Beyond that, the “Jeopardy!” production staff rightly view Richards’ actions as a betrayal both of the show and of them. While Trebek’s death made Johnny Gilbert the only “Jeopardy!” staffer remaining from the show’s 1984 relaunch as a syndicated program, many staff have stayed with the show for decades.

If Richards remains as producer without a succession plan being announced in the near future, staff could well mutiny, for justifiable reasons. The staff feel he embarrassed them, and put the show’s future in jeopardy (pun intended) for largely selfish reasons.

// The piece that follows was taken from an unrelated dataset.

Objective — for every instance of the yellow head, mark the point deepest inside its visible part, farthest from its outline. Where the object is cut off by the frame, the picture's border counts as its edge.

Moreover, whoever gets selected as the new host would likely not want to work for a producer who not only wanted that host’s job, but had that hosting job (at least for a hot second). For a lot of reasons, then, Richards should be on his way out at “Jeopardy!” probably not within weeks, but within months.

Restart the Search

In addition to replacing Richards as producer, Sony Pictures Entertainment should take two other steps. First, it needs to conduct an entirely new search for a host, and do so from scratch. Even though this space called the search long-running, because it was, the fact that Richards apparently had a thumb, and quite possibly a fist, on the scale makes everything associated with that process tainted.

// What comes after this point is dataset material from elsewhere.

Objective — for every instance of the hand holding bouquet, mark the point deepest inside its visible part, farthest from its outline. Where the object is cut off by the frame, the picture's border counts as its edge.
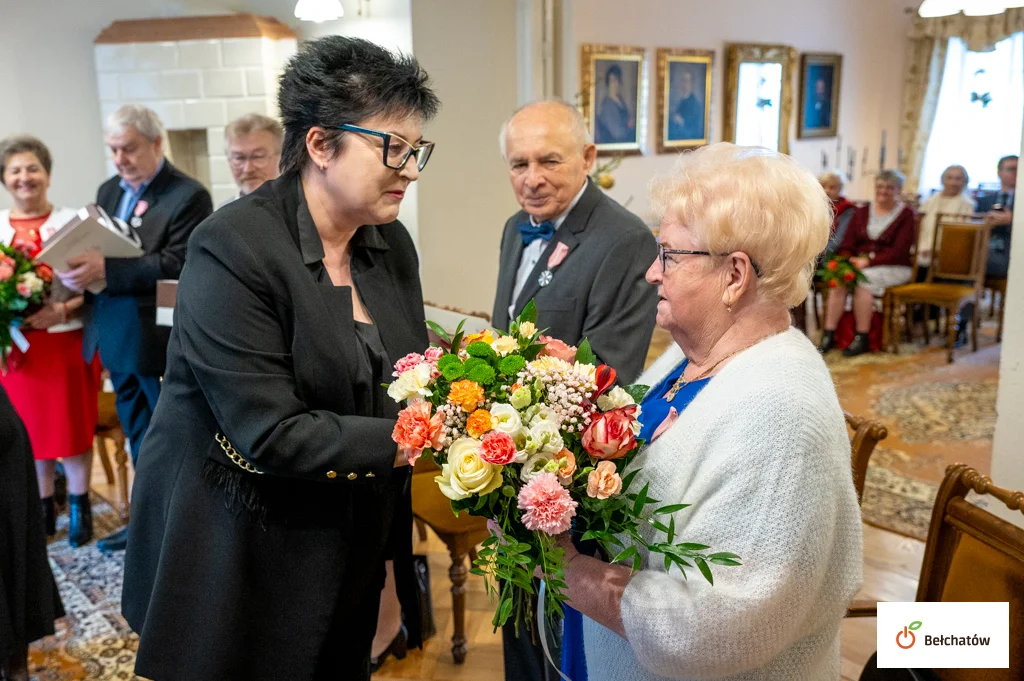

Partisans rooting for people like Ken Jennings or LeVar Burton immediately pushed for their candidate to get the “Jeopardy!” hosting job. But lest one forget, Jennings has his own history of intemperate remarks, which resurfaced earlier this year as his episodes as guest host prepared to air.

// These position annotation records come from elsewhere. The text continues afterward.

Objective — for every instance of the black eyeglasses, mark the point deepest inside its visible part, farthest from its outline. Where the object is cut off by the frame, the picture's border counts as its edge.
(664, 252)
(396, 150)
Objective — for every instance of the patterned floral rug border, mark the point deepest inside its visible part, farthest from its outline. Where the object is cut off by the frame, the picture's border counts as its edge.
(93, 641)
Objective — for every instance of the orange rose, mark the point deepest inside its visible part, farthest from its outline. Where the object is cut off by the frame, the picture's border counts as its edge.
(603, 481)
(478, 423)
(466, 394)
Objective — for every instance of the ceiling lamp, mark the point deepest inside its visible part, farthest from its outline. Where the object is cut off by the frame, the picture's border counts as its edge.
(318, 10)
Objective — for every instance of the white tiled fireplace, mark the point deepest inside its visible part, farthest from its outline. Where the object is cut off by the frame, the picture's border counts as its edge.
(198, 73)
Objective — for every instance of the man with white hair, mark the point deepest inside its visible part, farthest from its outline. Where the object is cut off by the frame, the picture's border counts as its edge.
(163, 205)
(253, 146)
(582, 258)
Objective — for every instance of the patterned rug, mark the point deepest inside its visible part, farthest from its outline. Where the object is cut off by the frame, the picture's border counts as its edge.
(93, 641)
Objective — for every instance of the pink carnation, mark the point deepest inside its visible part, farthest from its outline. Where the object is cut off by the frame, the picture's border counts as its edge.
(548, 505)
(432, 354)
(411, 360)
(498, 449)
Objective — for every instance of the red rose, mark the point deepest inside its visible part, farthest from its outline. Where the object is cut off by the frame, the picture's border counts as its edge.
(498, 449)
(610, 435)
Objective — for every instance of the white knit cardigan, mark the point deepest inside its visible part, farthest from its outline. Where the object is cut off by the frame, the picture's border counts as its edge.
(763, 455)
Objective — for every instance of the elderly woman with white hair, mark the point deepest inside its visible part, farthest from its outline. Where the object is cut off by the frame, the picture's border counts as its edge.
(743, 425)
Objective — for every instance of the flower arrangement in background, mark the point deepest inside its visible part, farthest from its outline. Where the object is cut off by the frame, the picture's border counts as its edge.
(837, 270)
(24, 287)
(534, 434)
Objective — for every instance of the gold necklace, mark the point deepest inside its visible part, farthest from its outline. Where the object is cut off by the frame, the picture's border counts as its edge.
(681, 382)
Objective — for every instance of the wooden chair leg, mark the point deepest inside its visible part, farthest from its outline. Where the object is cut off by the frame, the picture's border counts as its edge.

If Sony didn’t vet their in-house candidate in Richards properly — and they didn’t — then it’s fair to assume they didn’t vet their other candidates thoroughly either. Moreover, for all we know, Richards could have attempted to exclude guest hosts he thought might have threatened his shot at getting the permanent gig.

To borrow from Donald Rumsfeld, at this point Sony doesn’t know what it doesn’t know about its other candidates. It needs to begin at square one, and start the process from scratch.

Back to Basics

Beyond that, Sony should do one other thing with “Jeopardy!”: Nothing.

No prime-time specials, no flashy new gimmicks, no changes to the format or content, for two to three years after the new host is in place. Beg the staff to stay on and even ask some of those who had retired to come back. Having Harry Friedman, who served as executive producer of both “Jeopardy!” and “Wheel of Fortune” through the spring of 2020, return as an interim producer for the next year or two would provide continuity and a way for Richards to exit both programs — which he needs to do.

This space suggested last week that Sony’s decision to launch other specials represented an attempt to expand the “Jeopardy!” branch’s reach. To put it more crassly, they saw more dollar signs on the table and wanted to cash in.

That move has now backfired spectacularly, with a show and a franchise in chaos. The best thing Sony can do now involves the old adage: When you’re in a hole, stop digging. Hire good guest hosts (and eventually a permanent host), don’t mess with their prior success, and move on from Mike Richards. The sooner, the better.